Recently, a number of decision-makers cautioned that ECB rate increases must continue until core inflation reverses course and begins to decline towards the central bank’s 2% objective.

This month’s underlying inflation increased to a record high of 5.6%, and some policymakers are concerned that this rise is now the result of a spike in pay growth in the services sector, which makes price rises more tenacious and hard to reverse.

“We must continue to take whatever measures are necessary to bring inflation back to 2%. And we will do so,” Lagarde said.

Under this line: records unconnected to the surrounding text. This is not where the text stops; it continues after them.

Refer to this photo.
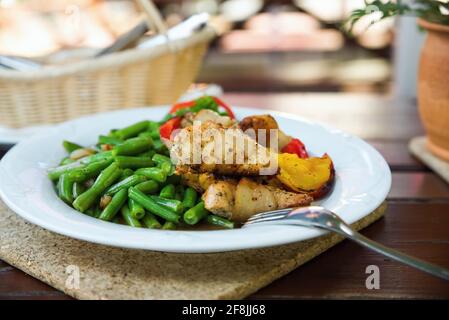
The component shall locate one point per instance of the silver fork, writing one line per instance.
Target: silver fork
(321, 218)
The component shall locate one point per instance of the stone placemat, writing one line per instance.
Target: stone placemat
(114, 273)
(418, 148)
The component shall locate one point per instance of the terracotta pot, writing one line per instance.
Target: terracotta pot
(433, 88)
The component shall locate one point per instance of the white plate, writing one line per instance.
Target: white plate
(14, 135)
(363, 181)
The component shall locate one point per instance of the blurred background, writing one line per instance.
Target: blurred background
(271, 45)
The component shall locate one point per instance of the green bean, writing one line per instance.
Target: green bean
(153, 173)
(97, 211)
(65, 189)
(174, 205)
(160, 147)
(90, 212)
(195, 214)
(155, 134)
(219, 221)
(118, 200)
(190, 197)
(65, 161)
(150, 205)
(168, 225)
(159, 159)
(126, 173)
(125, 184)
(133, 162)
(132, 130)
(70, 146)
(147, 154)
(179, 192)
(168, 192)
(106, 178)
(77, 189)
(136, 209)
(90, 171)
(129, 219)
(173, 179)
(145, 134)
(117, 219)
(55, 173)
(106, 155)
(109, 140)
(150, 221)
(132, 147)
(149, 186)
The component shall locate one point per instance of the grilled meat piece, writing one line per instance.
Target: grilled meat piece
(240, 200)
(267, 123)
(210, 147)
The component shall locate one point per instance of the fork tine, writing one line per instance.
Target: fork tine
(265, 219)
(270, 214)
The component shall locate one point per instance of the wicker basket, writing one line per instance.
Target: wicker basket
(131, 78)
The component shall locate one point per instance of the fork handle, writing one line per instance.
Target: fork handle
(433, 269)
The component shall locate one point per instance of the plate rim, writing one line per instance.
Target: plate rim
(33, 218)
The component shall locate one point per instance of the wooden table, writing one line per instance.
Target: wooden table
(416, 221)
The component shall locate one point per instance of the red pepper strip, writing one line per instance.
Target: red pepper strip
(167, 128)
(182, 105)
(295, 146)
(225, 106)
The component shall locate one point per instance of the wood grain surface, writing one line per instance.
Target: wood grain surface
(416, 221)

She continued by saying that the eurozone economy is faring better than anticipated and that output should go up after approaching stagnation in the last quarter of 2022.

China

A government report released at the opening of the annual meeting of China’s parliament said on Sunday that the government is targeting a level of annual economic growth in 2023 that is slightly lower than last year’s target, as the world’s second-largest economy begins to emerge from the three-year strict restrictions of COVID-19. Years.

The report stated that China targets the growth of its economy in 2023 by about 5%, compared to the target level in 2022, which amounted to about 5.5%.

China’s economy expanded 3% last year, far behind the government’s target for 2022 and one of the slowest growth rates in nearly 50 years.